Focus on the big picture. We “content edit” or “developmentally edit”: we examine issues like plot, character, premise, voice, and pacing. We request you DO NOT “copy edit”–that is, nit-picking grammar, punctuation, word choice, etc–unless your teammates specifically request it as an additional service, on top of content edits. You may use the “inline” critique function all you like, as long as you are focused on the story-substance and not style, grammar, or syntax choices. You may make general comments on copy editing issues and offer to help with that in addition to developmental editing eg, “You use a lot of filtering words. Would you like me to highlight them on the next pass?”

All authors have the right to decline all copy-editing input if they do not want it.

All critiquers have the right to decline to give copy-editing input if they do not enjoy giving it.
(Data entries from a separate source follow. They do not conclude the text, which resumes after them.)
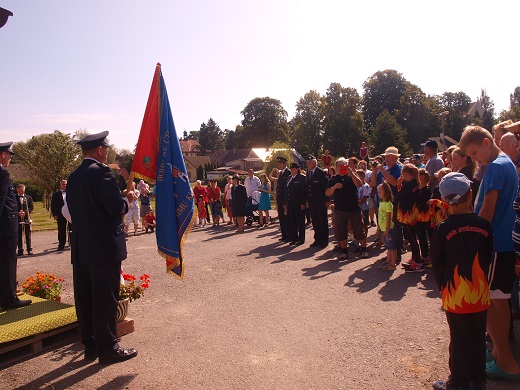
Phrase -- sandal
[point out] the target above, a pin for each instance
(388, 267)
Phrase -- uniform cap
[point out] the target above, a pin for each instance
(94, 140)
(6, 147)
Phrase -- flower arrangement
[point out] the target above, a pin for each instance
(45, 286)
(132, 288)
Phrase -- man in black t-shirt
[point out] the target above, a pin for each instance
(344, 188)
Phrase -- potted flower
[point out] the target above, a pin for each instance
(45, 286)
(130, 289)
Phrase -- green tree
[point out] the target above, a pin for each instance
(342, 120)
(265, 121)
(50, 158)
(487, 103)
(386, 132)
(210, 137)
(457, 104)
(307, 123)
(382, 91)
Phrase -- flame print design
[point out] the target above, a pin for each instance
(467, 296)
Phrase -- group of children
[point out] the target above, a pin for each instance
(471, 253)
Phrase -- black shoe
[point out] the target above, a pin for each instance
(90, 354)
(118, 355)
(16, 304)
Support the author’s goals. Everyone has different publishing goals, stylistic preferences, and working methods. Do not assume your teammates have the same ones as you. Ask what they are attempting to achieve in terms of the main point of the book, the style and voice, and also, what final market they intend. A great resource is read their comp titles (novels similar in genre, style, and tone) to get into the mindset of their target demographic, and help them see how to best achieve their goals.
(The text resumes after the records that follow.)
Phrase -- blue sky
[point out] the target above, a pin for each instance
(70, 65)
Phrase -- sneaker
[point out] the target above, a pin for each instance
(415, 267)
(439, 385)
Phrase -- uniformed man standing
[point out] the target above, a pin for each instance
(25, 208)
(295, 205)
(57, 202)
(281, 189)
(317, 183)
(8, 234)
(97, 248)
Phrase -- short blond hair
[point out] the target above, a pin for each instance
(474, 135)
Ask for sources. When making any sweeping statements, such as “adverbs are bad” or “prologues don’t work,” please cite exactly what authority said that. “Some blog on the internet” is not adequate. There’s a lot of scam–or vastly inexperienced–“agents” and “editors” out there. (see Pred-ed and SFWA’s Writer Beware) Additionally, there’s a lot of just plain crap on the internet: “aspiring” authors who have never so much as completed a draft but heard “you have to have a blog,” copying whatever incorrect information they can find so they can meet their “new post every week” goals. SEO is an entire field where people are paid to pad google results for the highest bidder; Jerry paid his way across the world repeating patently untrue and questionably ethical pseudo-facts in ways that made them top google results. We guarantee that a google search for most basic writing questions will turn up bullshit, some of which Jerry put there himself.

Therefore, we ask that you cite the exact publisher, agent, or author and their sales records. Use Publisher’s Marketplace to determine if the person with the opinion actually is involved in selling significant numbers of books in your genre, and therefore has the experience to make sweeping statements about what does or doesn’t sell.
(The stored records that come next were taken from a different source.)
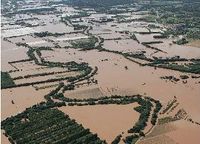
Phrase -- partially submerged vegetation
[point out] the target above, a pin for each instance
(46, 126)
(6, 80)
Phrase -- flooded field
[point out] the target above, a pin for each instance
(100, 118)
(75, 59)
(12, 100)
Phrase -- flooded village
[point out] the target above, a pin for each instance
(75, 73)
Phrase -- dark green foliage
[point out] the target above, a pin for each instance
(85, 44)
(131, 139)
(117, 139)
(46, 126)
(6, 80)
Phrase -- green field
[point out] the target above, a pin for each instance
(6, 80)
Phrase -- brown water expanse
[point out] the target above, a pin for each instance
(108, 121)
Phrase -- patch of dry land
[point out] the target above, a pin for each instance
(16, 100)
(108, 121)
(194, 43)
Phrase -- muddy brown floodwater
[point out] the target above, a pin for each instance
(16, 100)
(135, 80)
(108, 121)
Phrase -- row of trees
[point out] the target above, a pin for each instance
(46, 126)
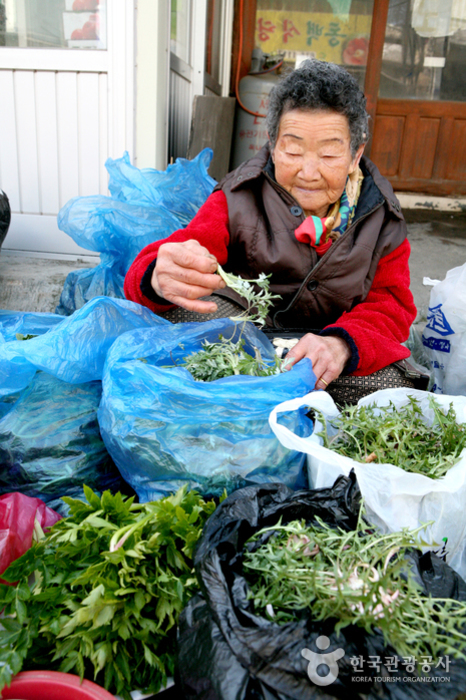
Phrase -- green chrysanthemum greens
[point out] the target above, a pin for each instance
(259, 302)
(399, 436)
(358, 578)
(226, 358)
(109, 583)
You are welcome and encouraged to give reader reactions: “this interested / amused / appealed to / bored / shocked / turned me off me as a reader.” Every one of us is a person who buys and reads books; customer opinions are valuable! But you must be clear if you are speaking for yourself, as one customer, or if you are quoting an agent, editor, or author who is summarizing the opinions of many customers.

If you can’t find an expert on a subgenre, become one! Look up all the bestselling debuts in close genres (not established authors, debuts) on Publisher’s Marketplace, download the free sample chapters from Amazon, and analyze them all for trends. If the top dozen selling books all have something in common, you now have a very good reason to suggest the author emulate it.

All authors are encouraged to request the sources behind assertions made by any critiquer.